This repository provides the materials related to the DeepFovea project from Facebook Reality Labs. DeepFovea is a network for a foveated rendering that allows to reconstruct a plausible perifery with a small amount of pixels.
If you use any materials from this repository, please cite the publication: Anton Kaplanyan, Anton Sochenov, Thomas Leimkuehler, Mikhail Okunev, Todd Goodall, Gizem Rufo, "DeepFovea: Neural Reconstruction for Foveated Rendering and Video Compression using Learned Statistics of Natural Videos", SIGGRAPH Asia 2019.
input_graph.pb
file contains the network graph for both generator and discriminator.
Generator model is a U-Net with recurrent decoder blocks. The naming convention is glEnc_XtoY
for encoder blocks and glDec_YtoX
for the corresponding decoder blocks, where X and Y change with the depth. The network is trained on 128x128 videos.
Each encoder block consists of two convolutions, with the second convolution having a stride 2. We use ELU activation function. There are total 5 encoders and 5 decoders with 32-64-128-128-128 features correspondingly. The model has about 3.2M parameters.
Each decoder block consists of an upsampling layer, a convolution and a recurrent convolution layer.
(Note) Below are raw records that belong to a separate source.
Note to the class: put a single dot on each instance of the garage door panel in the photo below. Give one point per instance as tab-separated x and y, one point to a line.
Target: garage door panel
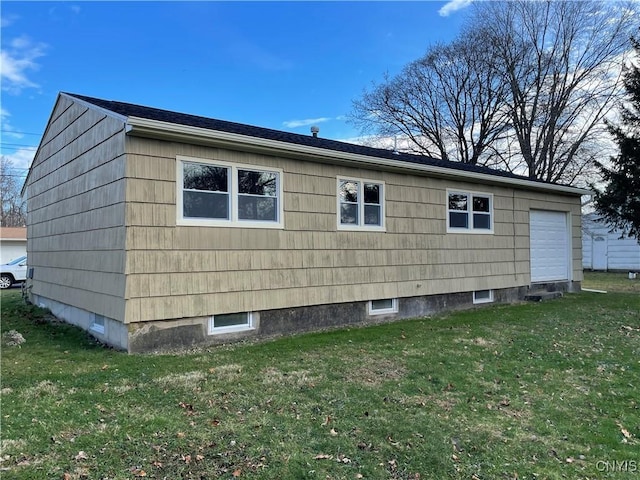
549	246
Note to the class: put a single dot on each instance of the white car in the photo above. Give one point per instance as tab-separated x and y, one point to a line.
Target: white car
13	272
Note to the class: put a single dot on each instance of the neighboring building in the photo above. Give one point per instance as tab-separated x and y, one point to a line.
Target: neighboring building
603	249
13	243
156	229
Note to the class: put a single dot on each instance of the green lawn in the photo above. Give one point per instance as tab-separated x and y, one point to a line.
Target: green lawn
531	391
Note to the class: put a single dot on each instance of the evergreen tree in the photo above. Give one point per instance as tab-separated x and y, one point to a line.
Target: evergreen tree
619	203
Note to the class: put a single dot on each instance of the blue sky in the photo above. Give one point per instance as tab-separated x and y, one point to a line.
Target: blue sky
281	65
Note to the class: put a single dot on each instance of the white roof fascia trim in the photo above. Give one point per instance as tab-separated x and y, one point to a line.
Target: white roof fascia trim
93	106
144	125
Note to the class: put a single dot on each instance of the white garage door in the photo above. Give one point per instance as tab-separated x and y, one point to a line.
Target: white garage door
549	246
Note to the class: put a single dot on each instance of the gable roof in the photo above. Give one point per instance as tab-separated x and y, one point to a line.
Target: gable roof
135	116
13	233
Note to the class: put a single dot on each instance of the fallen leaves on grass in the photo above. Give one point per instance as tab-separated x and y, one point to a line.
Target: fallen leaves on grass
628	437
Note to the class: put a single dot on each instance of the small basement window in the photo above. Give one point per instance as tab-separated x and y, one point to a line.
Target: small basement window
483	296
98	324
230	322
379	307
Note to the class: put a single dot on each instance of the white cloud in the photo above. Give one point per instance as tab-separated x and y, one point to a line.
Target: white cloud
17	61
453	6
7	21
21	160
7	128
305	122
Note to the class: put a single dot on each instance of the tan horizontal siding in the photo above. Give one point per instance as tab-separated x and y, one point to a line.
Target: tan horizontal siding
76	211
180	271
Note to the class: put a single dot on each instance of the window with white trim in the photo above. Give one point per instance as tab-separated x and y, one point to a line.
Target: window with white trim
230	322
483	296
219	193
469	212
379	307
360	204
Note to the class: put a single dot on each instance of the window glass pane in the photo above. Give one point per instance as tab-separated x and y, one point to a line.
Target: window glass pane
481	220
458	220
348	191
386	304
257	208
372	215
482	294
205	205
372	193
230	320
457	201
257	183
198	176
481	204
349	214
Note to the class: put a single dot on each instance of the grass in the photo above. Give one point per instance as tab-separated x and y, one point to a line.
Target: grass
615	282
530	391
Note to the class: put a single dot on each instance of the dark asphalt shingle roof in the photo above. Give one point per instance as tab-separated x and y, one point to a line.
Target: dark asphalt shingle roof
132	110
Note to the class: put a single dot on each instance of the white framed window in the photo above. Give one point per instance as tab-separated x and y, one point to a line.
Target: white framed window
360	204
230	322
483	296
212	192
469	212
380	307
98	324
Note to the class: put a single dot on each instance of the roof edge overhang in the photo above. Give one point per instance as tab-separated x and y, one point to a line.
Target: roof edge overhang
144	127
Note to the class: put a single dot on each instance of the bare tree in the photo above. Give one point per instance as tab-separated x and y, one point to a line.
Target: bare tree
562	63
526	87
13	212
448	103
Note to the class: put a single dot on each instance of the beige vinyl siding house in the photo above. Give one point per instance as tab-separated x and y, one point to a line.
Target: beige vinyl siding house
13	243
154	229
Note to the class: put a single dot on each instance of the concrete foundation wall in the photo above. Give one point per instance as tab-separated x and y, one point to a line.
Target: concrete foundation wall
115	333
190	332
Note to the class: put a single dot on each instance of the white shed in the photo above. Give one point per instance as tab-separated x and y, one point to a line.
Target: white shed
605	250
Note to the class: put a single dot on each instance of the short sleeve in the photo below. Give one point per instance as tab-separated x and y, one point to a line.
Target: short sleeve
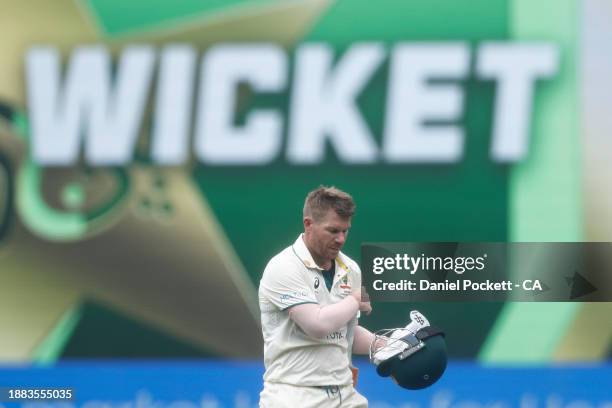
284	285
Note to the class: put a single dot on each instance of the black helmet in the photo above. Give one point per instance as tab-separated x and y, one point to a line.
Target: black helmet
414	356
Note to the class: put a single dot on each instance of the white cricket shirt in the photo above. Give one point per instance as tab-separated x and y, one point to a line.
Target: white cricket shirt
290	356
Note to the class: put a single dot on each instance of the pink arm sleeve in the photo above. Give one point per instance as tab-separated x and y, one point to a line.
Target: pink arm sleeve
362	340
319	321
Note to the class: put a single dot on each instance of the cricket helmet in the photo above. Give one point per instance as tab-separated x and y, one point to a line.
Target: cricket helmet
414	356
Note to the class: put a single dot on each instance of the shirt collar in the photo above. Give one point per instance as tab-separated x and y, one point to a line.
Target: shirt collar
301	250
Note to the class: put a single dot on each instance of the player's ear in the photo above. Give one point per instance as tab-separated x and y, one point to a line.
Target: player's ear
307	222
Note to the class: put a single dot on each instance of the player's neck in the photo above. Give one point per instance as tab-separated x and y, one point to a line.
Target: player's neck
320	261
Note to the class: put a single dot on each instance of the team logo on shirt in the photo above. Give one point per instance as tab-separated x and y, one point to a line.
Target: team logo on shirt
345	286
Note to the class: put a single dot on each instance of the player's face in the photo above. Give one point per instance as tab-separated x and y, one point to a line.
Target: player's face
328	235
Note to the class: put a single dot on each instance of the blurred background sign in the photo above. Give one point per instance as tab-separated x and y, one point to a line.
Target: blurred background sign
155	155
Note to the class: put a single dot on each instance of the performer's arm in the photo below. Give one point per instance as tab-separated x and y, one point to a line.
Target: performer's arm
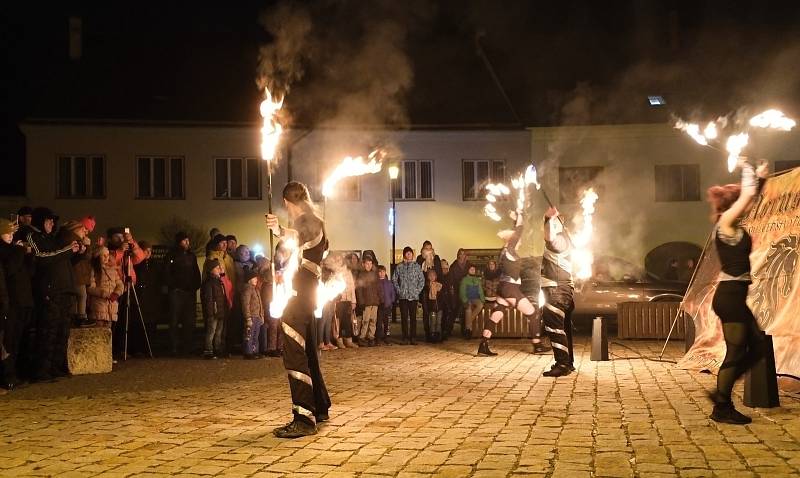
748	192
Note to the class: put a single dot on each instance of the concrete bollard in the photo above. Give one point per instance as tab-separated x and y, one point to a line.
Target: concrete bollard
599	340
761	381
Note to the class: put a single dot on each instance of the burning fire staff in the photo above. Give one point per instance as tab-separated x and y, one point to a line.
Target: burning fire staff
557	285
509	293
310	400
739	326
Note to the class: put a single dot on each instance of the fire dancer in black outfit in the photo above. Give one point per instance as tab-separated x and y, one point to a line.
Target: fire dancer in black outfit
739	326
557	286
310	400
509	292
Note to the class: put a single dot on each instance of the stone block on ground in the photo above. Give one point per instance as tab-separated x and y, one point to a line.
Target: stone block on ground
89	350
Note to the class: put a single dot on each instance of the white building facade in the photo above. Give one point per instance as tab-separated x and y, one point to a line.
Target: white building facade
651	180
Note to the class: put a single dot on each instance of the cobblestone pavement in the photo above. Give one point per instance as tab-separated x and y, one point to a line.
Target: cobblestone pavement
405	411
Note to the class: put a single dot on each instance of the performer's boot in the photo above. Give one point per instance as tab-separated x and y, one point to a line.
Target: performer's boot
483	348
559	370
295	429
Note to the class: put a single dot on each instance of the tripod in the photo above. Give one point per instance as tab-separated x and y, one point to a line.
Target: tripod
130	290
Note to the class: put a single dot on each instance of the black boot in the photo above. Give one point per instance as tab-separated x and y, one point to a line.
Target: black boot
559	370
295	429
483	348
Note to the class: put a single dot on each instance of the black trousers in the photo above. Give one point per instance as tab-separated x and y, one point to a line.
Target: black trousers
408	318
52	334
741	331
556	316
301	360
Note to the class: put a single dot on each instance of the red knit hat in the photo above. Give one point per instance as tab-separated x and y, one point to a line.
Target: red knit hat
88	222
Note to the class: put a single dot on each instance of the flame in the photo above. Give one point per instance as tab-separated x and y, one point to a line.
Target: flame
271	130
350	167
693	130
582	257
772	119
711	131
326	292
284	291
734	146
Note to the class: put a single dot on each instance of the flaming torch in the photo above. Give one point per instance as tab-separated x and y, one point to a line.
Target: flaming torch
270	138
350	167
582	256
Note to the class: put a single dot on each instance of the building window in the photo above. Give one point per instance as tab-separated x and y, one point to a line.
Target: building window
415	181
159	177
677	182
237	178
786	165
476	174
81	176
572	181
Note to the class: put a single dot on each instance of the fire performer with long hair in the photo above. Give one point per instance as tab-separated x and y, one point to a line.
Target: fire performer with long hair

The recurrent convolutional layer uses its output as another input on the next time step.
The discriminator model consists of several 3D convolutions with residual connections. Each convolution operates on a whole video of 32 frames. This allows the discriminator to reason not only about spatial details, but also about the temporal artifacts. We are using spectral normalization in discriminator for the regularization. There is also a complementary discriminator with a similar architecture trained on the FFT representation of the input video.
We are using multiple losses to make the reconstruction plausible
"bin" folder contains Windows application "inference.exe". It takes 1 optional argument: screen|360. By default it uses "screen". In "screen" mode it will run full screen with resolution 1920x1088 on monitor 0. To run "360" mode the HTC Vive Pro Eye must be connected. Please follow the instructions to configure eye tracking.
Configuration file "appconfig.json" defines the location of the video frames. Frames can be of any size and will be sampled to match window/HMD resolution. The "gpus" field defines GPU ids to be used. It can take either 1 or 4 values. For example: [0] will use only GPU id 0, [0, 1, 2, 3] will use four GPUs, [0, 0, 1, 1] will use 2 GPUs with ids 1 and 2, [0, 0, 0, 0] will use 1 GPU with id 0. Make sure to always specify id of the GPU your monitor is connected to.
Note: SteamVR sets up default resolution as a result of evaluation of your GPU. In order to speed up network evaluation and fit into 11GB of GPU memory dial custom resolution setting down to be around 1600x1700. If the app crashes with "out of memory" error it indicates that GPU doesn't have enough memory. Try to farther reduce custom resolution.
Min
Recommended
Key | Description |
---|---|
p | Shows/Hides percent of valid pixels |
Up/Down arrows | Increases/decreases percent of valid pixels |
g | Shows/Hides gaze marker |
f | Shows/Hides time to render a frame per eye |
r | Enables/Disables reconstruction. Network bypass |
c | Enables/Disables corruption. All pixels are valid |
e | Enables/Disables emulation of the gaze by mouse |
DeepFovea is CC-BY-NC 4.0 (FAIR License) licensed, as found in the LICENSE file.